The captcha image in some online web page is in the img src but the src is not ending with some file extension like jpg, png..
It look like the below(it is an example).
img src="/nn/mm/captchaimg?/kk=image"
The above image shown in the web browser is changing after some time periods(about 1,2 min). If the web including the above image is reloaded, the captcha is changed to another captcha image (It means that in web crawler, the image is changed to by each request to server).
How to save the above image which has the above special properties in html in crawler?
I'm now doing it with goquery in Golang.
I should do
- Saving the captcha image in the web page got by requesting in crawler.
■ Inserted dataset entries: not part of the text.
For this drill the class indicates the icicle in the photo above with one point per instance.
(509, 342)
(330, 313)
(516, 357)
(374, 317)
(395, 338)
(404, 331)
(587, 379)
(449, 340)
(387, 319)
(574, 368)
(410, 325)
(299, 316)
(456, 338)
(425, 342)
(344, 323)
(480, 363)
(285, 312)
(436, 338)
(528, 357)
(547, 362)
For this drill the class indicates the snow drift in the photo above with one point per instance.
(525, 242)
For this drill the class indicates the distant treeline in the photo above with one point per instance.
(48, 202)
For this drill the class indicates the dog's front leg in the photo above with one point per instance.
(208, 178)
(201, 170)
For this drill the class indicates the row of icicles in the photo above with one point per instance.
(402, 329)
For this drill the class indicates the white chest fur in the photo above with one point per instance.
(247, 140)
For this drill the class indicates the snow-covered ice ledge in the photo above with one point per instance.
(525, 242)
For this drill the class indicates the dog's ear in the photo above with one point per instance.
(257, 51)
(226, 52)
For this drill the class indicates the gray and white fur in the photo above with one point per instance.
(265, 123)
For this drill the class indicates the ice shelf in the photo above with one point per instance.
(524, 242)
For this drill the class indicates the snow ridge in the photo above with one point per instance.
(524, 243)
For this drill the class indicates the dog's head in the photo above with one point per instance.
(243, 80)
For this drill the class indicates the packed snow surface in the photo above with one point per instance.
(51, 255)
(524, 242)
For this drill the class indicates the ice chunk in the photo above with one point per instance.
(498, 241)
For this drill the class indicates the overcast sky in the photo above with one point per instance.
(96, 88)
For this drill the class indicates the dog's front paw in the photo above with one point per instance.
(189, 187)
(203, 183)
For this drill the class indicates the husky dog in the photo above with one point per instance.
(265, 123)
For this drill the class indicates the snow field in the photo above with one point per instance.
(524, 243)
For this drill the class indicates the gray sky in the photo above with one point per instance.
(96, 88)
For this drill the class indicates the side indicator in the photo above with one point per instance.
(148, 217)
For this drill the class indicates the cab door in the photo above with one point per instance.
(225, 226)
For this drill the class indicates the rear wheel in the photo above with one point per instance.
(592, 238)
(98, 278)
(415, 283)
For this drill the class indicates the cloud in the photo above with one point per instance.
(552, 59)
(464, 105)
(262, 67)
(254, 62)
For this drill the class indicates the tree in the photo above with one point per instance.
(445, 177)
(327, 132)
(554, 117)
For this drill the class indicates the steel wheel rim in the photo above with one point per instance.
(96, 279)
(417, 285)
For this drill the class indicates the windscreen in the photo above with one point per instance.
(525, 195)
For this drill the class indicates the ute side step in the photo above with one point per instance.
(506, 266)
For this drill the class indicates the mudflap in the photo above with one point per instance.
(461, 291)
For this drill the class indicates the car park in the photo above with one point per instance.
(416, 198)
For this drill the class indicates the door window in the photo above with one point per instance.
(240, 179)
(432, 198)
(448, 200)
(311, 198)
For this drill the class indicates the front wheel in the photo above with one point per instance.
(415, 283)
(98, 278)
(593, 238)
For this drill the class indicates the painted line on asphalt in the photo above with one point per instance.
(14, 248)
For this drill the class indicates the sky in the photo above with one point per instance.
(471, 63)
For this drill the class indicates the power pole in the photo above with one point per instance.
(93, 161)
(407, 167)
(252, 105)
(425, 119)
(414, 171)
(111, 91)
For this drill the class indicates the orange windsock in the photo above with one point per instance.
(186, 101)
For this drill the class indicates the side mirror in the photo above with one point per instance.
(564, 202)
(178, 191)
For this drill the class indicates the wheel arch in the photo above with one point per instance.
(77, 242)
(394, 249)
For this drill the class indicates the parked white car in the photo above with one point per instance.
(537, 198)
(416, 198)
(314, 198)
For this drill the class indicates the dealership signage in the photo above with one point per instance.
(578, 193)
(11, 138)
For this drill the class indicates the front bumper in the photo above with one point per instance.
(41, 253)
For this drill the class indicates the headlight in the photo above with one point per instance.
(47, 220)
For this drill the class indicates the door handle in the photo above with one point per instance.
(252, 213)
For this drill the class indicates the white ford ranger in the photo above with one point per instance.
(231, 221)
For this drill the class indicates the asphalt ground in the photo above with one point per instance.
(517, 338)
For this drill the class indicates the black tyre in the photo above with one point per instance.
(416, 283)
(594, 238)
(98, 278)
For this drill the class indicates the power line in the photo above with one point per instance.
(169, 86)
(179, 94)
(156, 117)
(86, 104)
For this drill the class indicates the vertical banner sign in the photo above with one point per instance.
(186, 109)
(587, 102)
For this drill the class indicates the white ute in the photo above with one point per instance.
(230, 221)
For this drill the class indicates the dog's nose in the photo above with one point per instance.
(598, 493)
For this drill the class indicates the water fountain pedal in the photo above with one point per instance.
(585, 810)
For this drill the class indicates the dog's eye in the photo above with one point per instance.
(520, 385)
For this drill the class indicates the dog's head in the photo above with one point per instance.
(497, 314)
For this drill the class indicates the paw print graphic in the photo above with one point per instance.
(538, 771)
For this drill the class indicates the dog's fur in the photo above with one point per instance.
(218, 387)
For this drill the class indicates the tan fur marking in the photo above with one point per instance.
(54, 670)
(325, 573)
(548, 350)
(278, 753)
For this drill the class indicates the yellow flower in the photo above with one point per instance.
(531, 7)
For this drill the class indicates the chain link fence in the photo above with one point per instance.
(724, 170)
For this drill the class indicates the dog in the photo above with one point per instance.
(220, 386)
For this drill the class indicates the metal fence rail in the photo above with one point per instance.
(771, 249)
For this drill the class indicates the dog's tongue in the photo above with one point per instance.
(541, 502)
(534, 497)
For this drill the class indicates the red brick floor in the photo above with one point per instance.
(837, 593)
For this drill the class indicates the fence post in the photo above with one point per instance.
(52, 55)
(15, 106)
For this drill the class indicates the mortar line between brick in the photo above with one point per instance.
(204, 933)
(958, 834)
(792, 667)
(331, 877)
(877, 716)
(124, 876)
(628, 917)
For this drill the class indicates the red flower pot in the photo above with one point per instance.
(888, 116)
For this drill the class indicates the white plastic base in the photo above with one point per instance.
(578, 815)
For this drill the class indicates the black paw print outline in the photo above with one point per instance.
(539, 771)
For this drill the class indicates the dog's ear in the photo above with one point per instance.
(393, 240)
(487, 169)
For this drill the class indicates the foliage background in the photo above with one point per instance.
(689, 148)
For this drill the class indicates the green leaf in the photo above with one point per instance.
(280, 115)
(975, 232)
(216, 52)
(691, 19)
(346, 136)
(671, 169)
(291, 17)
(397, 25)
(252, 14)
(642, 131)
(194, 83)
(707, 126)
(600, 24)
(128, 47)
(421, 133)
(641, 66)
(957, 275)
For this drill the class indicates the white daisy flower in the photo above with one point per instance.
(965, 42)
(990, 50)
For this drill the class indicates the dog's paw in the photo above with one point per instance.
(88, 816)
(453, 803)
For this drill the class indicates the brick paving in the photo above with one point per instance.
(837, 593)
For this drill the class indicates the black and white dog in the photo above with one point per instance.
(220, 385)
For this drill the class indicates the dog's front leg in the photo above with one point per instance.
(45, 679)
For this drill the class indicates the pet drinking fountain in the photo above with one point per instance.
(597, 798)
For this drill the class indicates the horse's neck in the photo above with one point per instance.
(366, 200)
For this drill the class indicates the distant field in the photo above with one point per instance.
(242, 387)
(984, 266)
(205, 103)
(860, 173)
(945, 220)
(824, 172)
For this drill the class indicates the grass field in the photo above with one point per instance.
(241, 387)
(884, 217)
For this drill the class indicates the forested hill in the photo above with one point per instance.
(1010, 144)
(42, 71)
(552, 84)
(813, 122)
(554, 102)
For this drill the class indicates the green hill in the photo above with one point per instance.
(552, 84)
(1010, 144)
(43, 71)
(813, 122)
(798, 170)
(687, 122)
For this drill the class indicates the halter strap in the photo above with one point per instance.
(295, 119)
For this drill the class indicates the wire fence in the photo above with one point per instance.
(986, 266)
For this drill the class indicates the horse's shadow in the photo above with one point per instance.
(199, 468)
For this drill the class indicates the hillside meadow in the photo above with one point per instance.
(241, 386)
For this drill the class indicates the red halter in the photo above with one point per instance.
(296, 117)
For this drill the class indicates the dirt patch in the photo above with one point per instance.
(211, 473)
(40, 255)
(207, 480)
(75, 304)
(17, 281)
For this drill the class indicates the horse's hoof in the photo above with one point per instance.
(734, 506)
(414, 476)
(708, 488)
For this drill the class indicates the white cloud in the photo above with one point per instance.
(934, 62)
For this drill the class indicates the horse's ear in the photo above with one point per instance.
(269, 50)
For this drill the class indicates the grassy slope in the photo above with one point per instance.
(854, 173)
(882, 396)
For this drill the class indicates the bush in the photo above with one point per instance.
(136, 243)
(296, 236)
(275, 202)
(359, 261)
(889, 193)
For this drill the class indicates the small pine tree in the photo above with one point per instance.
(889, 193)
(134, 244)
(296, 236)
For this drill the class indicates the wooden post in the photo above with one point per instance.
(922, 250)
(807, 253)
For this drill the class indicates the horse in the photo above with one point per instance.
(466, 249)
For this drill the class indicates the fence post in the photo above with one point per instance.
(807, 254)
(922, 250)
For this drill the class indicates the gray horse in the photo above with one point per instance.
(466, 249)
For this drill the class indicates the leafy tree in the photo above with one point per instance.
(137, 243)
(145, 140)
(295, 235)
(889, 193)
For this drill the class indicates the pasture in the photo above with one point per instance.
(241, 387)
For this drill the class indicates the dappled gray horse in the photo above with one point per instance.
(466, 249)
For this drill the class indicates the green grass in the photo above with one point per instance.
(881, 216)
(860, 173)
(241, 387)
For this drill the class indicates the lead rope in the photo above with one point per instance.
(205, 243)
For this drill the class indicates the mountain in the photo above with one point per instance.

- Getting the figures in the above captcha image using my deep learning system.
- Input the figures to the form in the above web page in step 1(with maintaining the session, reload or retry of requesting should not be done) and submit
I have done deep learning system in Step 2(test be done, it works well).
But I have no idea of Step 1, 3.
Any advice will be helpful to me.
Thank you in advance.
There are lots of documents about downloading the image in golang crawlier.
But I cannot find the methods to download the images changing by requesting the image URL (I want to download the first image when I request the web page including the image at first time).